I do a lot with teens: working with the youth group from my church; helping my wife, who is a middle school drama teacher; taking school groups on ghost tours. Like most YA writers, I have a great deal of respect for teens.
If you could go back and talk to yourself when you were beginning writer, what advice would you offer?
You know what? I’d go back to when I was a teenager trying to figure out what to do with my life. I eventually got into radio, which is a fun profession, but I didn’t love it. I kind of fell into it because I have a good voice, sense of humor, and musical knowledge.
My dad always told me I could do whatever I wanted, but deep down I didn’t believe him. I didn’t realize he was right until just a few years ago. So maybe it was a delayed start, but I’m finally pursuing my dream. I hope any teens who read this will take it as a lesson to follow their passion.
What would you say specifically on the topic of writing horror?
Horror is the ultimate in good versus evil. It’s natural to focus on the terrible, frightening stuff that goes on. But if you look closely at horror stories that really connect, they’re about normal, everyday people (like us) who find themselves in incredible and terrible situations. They have to find courage and strength within themselves to fight back, so that, hopefully, good will triumph.
The fact that the good guys don’t always win is another reason horror can be so compelling–you just never know until that last page.

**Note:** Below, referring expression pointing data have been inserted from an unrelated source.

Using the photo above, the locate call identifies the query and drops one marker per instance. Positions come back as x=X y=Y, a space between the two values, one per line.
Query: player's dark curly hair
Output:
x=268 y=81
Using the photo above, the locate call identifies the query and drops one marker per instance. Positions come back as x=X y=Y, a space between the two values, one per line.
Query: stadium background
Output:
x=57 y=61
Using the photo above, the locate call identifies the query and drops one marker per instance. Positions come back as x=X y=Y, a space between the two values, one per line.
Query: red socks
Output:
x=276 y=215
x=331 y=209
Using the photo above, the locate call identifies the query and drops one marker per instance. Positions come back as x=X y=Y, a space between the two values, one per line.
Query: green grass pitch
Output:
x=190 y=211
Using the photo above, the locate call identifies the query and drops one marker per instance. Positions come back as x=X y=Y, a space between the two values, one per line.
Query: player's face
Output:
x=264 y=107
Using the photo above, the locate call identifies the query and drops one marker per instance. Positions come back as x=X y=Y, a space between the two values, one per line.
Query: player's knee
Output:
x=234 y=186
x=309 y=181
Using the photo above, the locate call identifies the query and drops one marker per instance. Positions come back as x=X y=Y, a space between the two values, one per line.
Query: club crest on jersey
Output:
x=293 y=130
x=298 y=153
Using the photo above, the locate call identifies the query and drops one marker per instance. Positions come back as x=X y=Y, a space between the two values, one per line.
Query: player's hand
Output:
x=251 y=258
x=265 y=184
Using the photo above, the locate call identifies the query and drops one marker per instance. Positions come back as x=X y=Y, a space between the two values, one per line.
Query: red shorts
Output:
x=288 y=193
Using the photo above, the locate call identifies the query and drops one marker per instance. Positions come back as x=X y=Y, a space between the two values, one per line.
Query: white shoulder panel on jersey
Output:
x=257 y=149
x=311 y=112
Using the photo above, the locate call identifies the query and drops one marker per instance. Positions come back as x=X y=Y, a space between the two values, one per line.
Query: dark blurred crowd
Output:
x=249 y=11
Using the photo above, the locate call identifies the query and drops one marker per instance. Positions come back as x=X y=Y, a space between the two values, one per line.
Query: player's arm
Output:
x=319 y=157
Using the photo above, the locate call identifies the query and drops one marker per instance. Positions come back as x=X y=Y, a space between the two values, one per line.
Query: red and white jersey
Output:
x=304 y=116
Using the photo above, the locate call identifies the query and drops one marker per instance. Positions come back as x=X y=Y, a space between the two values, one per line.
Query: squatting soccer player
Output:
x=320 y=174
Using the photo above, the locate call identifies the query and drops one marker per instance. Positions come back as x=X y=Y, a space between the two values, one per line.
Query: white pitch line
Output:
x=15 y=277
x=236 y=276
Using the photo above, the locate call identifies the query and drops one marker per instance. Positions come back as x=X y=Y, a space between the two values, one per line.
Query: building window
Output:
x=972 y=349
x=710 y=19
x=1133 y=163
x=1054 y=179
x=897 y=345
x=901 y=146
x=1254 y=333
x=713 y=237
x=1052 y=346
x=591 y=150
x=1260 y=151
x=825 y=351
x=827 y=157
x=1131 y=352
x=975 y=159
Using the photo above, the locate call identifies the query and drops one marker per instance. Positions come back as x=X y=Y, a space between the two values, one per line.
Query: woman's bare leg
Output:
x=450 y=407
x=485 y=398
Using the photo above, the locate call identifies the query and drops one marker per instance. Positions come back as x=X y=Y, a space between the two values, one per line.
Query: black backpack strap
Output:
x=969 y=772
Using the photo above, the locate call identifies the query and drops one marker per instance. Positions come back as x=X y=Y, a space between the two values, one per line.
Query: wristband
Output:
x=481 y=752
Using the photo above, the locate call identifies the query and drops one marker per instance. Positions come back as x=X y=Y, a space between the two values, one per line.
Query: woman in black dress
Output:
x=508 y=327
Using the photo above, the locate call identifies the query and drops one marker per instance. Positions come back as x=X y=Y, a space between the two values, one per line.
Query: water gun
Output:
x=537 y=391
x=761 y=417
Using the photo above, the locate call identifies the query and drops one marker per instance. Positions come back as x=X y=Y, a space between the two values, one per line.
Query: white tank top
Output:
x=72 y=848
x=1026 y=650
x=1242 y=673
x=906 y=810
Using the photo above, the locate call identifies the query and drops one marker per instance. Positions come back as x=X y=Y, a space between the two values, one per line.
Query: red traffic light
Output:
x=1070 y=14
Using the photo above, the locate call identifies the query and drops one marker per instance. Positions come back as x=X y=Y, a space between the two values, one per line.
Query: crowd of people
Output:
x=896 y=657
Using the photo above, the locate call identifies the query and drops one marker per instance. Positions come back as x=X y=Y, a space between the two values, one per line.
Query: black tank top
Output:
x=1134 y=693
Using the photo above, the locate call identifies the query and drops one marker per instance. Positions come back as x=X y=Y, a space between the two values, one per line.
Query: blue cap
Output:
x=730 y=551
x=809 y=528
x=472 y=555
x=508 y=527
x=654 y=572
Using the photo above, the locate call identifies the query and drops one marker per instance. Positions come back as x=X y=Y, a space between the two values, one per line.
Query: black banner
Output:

When writing, I pay particular attention to pacing. The suspense shouldn’t build too fast–or too slowly for that matter. As for the narrative, I want readers to see what is happening in their minds. I’ve had several people say, “When I read it I thought this would make a great movie.” Hopefully that means they’re seeing it as they read it.
Horror also needs occasional surprises, something that makes the reader stop for a moment and say, “Where the heck did that come from?”
Which books would you suggest for study and why?
I wish I could be unique and pull out some obscure title but, as most writers would tell you; Stephen King‘s On Writing (2000) and The Elements of Style by Strunk and White need to be the first two books in any writing library. I think King could write a restaurant menu and make it a compelling read, he certainly did so with a how-to-write book. It’s not only entertaining and informative, but every time I read it, my battery gets charged up and I’m eager to get back to the keyboard.
Barbara Seuling‘s How to Write a Children’s Book and Get it Published (2004) is a good read for someone just starting the journey into the jungle we call children’s publishing. It’s simple and straightforward and tells you what you need to do after writing the book and how to go about doing it.
What do you do when you’re not writing?
My family is very active in our church. In fact, faith and family are the things that helped me most on the road to getting published.
St. Augustine, Florida is a wonderful historic town and I do some tourist related work which includes playing a pirate captain on the schooner Freedom, a big beautiful ship. Flagler College, a liberal arts college in town, has a respected communications department, and I use my experience to volunteer at their radio station. I sometimes work with students, but mainly I’m the jazz music director and have a weekly airshift.
Theater is a whole lot of fun and I find myself on stage in local productions from time to time.
What else? I like motorcycles, scuba diving, tattoos, golf, and poker. Oh, and as a tie in to Daemon Hall, I do, on occasion, take part in paranormal investigations.
What can your fans look forward to next?
Another paranormal adventure with Wade, Demarius, and Ian Tremblin is in the works.
After that, I’m not sure. I do have three other manuscripts that are completed for the most part. Two are horror and one I wrote for my drama teacher wife, so it deals with a school musical production.
As for my immediate plans, I’m going to the beach with my copy of your book, Tantalize (Candlewick, 2007). I’m about fifty pages from the end–what a great summer read.